Since UFO borrows heavily from the Area-51m’s design, the engineers have prodigiously been applying those lessons to the UFO. This could come in handy for cooling solutions if Alienware decides to get froggy and add a discrete graphics chip. If they are going to go this route, I’m hoping they’ll consider something like an Nvidia GeForce GTX 1660Ti, but wouldn’t be surprised if they used one of the MX chips to mitigate price, power consumption and battery life.
However, since AMD is looking to make its presence felt again in mobile PC gaming, I wouldn’t be surprised if a custom AMD chip showed up. AMD already has a stranglehold on the console market, I can’t see the company wanting to concede this hot little number to either Intel or Nvidia. It also doesn’t hurt that Frank Azor, co-founder of Alienware and the face of the brand for the last decade, now works at AMD as the chief architect of gaming solutions. All I’m saying is that the possibilities are both endless and exciting.
Alienware Concept UFO pricing
When the Razer Edge Pro launched way back in 2013, the base model cost $999. For that price, you got a Windows 8 tablet, with a 1.7-GHz Intel Core i5-3317U processor, 4GB of RAM, a 64GB SSD, Intel HD 4000 Graphics and an Nvidia GeForce GT 640M LE GPU with 2GB of VRAM. The premium tier bumped you up to a Core i7 CPU, 8GB of RAM and 256GB SSD to the tune of $1,449. Neither price point was all that palatable for gamers.
Fast forward to now and Nintendo’s selling the original Switch for $299 and the new Switch Lite for $199. We would expect the UFO’s pricing to be between $500 and $1,000, but for now that’s just speculation.
Alienware needs to try to match the upcoming and consoles.

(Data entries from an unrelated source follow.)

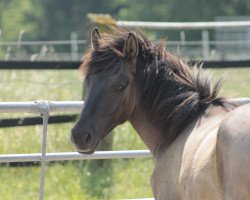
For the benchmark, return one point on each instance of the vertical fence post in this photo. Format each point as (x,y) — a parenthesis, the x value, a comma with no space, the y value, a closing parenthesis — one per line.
(205,44)
(74,47)
(44,111)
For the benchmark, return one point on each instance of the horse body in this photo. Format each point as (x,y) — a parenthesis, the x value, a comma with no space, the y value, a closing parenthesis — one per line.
(207,161)
(200,142)
(192,159)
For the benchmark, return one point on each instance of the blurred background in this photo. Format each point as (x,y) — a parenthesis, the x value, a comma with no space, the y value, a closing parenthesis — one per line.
(37,33)
(65,26)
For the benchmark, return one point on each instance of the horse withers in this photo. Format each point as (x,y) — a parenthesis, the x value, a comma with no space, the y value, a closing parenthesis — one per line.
(200,142)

Depending on the UFO’s specs, Alienware will have a better time convincing gamers that this high-powered, incredibly mobile and versatile system is just as viable as a gaming system as a console. In short, the UFO needs to be marketed as the first mobile PC console.
Now the company could stick to its bread-and-butter clientele, the hardcore gamer, but as exacting as that base is about frame rates, cooling and performance, this route threatens to turn the UFO into a very niche product.
Alienware wants your feedback
Interested in getting the UFO into your eager little hands? So am I. I can see myself replaying The Witcher 3: Wild Hunt on this thing while riding the A train on the way to work, happily humming “Toss a Coin to Your Witcher.”
But, as this is a concept device, it’s up to you to get the word out to Alienware. Unlike most of the brand’s products, this one isn’t going to happen in a bubble. It’s going to take community support to make it happen.
“We want to take it further and how it’s received at CES I think will help shape that conversation,” said Watkins.
The Concept UFO marks the first time Alienware has pulled back the curtain on its path to bringing a new product to fruition. It’s a path fraught with decisions that could bring the device to market or relegate it to the vaporware bin. After demoing the device several times, it seems that the UFO is further along in the development than Alienware would have us believe.
True, there are still some bugs to work out such as title aggregation and a co-op solution, but as it stands, the UFO could be the product PC gamers searching for a truly mobile solution are looking for. But in addition to fixing any hardware and software issues, the biggest factor in the concept’s ultimate success or failure will lie with the price and how this device is marketed.
If Alienware only goes after hardcore gamers, it won’t gain the traction it needs to truly thrive. The company is going to have to take a page of the console maker’s playbook and make it affordable enough that moms and dads won’t stop dead in their tracks due to sticker shock.